Personal information
- Full name: Alfred George Eckhold
- Born: 28 December 1885 Adelaide, South Australia
- Died: 24 October 1931 (aged 45) Dunedin, New Zealand
- Role: Batsman

Domestic team information
- 1906/07–1921/22: Otago

Career statistics
| Competition | First-class |
| Matches | 19 |
| Runs scored | 702 |
| Batting average | 21.93 |
| 100s/50s | 0/3 |
| Top score | 60* |
| Balls bowled | 146 |
| Wickets | 3 |
| Bowling average | 25.00 |
| 5 wickets in innings | 0 |
| 10 wickets in match | 0 |
| Best bowling | 1/5 |
| Catches/stumpings | 8/– |
- Source: CricketArchive

= Alfred Eckhold =

Alfred George Eckhold (28 December 1885 – 24 October 1931) was an Australian-New Zealand sportsman who played first-class cricket for Otago and represented the All-Blacks at rugby union.

==Career==

===Rugby career===
Eckhold, a 66 kg five-eighth, was originally from Australia and came to New Zealand when he was a teenager. He returned to his country of birth in 1907, with the New Zealand national rugby union team. Eckhold made three appearances on the tour, against NSW in Sydney and twice against Queensland in Brisbane. When back home in New Zealand, Eckhold played with the Southern Rugby Club in Dunedin and for Otago. In the 1920s he was a prominent rugby referee around the country and officiated in some Ranfurly Shield matches. His son in law, Harry Simon, was also an All Black.

===Cricket career===
He had made his first-class cricket debut in 1907, when he lined up against the touring Marylebone Cricket Club which was filled with experienced international cricketers. He accounted for himself well though, making 41 in his maiden innings, the second top score for Otago. He seemed to perform well against good opponents as he was again one of his team's best batsmen when they took on the Australian cricket team at Carisbrook in 1910, with innings of 27 and 26.

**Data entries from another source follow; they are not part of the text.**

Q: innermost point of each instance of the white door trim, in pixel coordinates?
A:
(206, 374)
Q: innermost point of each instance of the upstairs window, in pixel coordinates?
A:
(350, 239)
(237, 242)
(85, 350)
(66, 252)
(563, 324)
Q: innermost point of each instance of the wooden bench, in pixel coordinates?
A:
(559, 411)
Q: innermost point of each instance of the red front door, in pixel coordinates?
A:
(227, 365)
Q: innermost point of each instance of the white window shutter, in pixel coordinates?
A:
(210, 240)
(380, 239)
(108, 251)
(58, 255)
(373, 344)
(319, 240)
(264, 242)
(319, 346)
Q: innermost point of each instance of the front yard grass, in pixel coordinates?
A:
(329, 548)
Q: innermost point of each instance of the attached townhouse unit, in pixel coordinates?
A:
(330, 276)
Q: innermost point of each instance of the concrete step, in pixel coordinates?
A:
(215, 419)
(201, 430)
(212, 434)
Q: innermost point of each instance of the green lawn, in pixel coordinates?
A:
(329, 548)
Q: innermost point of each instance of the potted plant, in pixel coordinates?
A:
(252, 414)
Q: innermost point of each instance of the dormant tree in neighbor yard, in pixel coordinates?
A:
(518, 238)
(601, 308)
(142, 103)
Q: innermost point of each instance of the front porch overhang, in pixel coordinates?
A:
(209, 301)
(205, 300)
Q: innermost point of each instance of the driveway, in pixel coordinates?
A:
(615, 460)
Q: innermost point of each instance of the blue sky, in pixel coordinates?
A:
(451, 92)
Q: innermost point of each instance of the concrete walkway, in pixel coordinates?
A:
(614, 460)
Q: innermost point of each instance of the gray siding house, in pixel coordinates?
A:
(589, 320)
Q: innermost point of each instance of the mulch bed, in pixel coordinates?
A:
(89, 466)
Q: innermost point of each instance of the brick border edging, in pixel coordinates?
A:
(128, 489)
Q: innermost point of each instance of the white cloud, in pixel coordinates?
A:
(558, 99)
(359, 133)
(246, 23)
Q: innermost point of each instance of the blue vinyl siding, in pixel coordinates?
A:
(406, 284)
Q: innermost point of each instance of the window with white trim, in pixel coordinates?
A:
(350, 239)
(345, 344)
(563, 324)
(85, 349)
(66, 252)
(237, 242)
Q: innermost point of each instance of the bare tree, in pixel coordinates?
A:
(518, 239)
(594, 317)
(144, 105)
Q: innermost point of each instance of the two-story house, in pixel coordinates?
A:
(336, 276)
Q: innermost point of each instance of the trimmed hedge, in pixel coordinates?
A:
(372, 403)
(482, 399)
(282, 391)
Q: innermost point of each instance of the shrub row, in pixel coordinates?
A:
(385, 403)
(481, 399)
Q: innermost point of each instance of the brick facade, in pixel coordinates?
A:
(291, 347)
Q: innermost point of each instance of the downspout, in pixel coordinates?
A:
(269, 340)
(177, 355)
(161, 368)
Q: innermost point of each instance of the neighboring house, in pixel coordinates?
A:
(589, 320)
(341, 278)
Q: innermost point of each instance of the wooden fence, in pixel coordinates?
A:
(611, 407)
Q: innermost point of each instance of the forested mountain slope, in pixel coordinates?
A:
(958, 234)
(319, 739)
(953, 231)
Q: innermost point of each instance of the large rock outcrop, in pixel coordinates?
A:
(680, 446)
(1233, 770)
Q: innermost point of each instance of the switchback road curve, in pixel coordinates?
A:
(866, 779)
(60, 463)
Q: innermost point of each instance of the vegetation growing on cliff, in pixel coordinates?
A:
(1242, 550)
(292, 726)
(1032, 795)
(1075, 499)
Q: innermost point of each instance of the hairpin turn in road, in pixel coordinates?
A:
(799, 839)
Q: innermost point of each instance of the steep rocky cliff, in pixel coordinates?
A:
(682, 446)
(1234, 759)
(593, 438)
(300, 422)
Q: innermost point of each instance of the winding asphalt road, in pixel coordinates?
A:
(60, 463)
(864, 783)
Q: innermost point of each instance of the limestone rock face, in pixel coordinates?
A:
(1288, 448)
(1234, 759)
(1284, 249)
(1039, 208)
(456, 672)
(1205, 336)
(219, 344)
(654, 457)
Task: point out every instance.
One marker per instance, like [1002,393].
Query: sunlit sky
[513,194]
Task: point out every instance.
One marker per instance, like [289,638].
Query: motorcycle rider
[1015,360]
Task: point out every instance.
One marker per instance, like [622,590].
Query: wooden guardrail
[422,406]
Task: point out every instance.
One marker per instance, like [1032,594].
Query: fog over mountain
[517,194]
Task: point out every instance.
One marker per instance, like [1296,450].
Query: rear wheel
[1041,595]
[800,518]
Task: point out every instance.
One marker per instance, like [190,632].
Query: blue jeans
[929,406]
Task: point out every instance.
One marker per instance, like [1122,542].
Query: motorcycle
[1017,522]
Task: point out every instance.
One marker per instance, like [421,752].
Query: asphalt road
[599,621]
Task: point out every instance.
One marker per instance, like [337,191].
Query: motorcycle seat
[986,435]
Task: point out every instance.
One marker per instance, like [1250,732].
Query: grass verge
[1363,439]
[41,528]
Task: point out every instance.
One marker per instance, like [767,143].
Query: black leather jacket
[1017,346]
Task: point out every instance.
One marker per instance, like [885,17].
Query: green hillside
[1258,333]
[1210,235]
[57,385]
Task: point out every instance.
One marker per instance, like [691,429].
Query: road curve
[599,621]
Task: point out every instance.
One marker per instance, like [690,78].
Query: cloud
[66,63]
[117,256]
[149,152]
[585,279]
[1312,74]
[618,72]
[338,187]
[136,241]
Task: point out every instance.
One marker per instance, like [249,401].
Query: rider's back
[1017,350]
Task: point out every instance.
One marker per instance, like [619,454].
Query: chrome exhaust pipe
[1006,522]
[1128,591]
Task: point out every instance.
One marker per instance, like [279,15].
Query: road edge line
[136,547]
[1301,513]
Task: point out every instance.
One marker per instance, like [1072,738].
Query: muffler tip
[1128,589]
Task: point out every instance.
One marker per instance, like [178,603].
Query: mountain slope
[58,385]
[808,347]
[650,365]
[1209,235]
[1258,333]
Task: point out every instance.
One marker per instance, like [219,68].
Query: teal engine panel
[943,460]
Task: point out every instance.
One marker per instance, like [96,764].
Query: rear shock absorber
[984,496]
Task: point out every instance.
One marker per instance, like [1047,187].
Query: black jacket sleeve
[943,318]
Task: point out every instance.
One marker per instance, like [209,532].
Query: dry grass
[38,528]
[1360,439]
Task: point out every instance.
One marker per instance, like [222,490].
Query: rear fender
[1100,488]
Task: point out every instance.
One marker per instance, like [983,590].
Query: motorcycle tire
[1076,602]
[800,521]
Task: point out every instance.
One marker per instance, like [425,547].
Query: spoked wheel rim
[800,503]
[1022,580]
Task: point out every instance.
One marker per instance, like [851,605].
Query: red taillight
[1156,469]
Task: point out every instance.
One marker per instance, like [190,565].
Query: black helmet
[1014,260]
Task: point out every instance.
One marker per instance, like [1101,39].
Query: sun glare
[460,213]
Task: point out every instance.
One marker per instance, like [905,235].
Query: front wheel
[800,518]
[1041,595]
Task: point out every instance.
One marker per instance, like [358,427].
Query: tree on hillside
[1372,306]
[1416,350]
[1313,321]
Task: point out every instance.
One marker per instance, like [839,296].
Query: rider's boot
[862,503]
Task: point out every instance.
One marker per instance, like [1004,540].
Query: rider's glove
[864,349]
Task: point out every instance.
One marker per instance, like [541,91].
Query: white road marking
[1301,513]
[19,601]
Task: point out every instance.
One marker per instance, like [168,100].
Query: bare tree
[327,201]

Four of his first-class matches were in the Plunket Shield

Eckhold made his highest score of 60 not out, against Wellington at Basin Reserve in 1915, after making a duck in the first innings. His effort, coupled with an unbeaten century from captain and England Test cricketer Jack Crawford, allowed Otago to hold on for a draw and it also set an eight wicket record for the team.

==Personal life==
Eckhold was born at Adelaide in South Australia in 1885. He worked as a maltster. He died, aged 45, at Dunedin in 1931.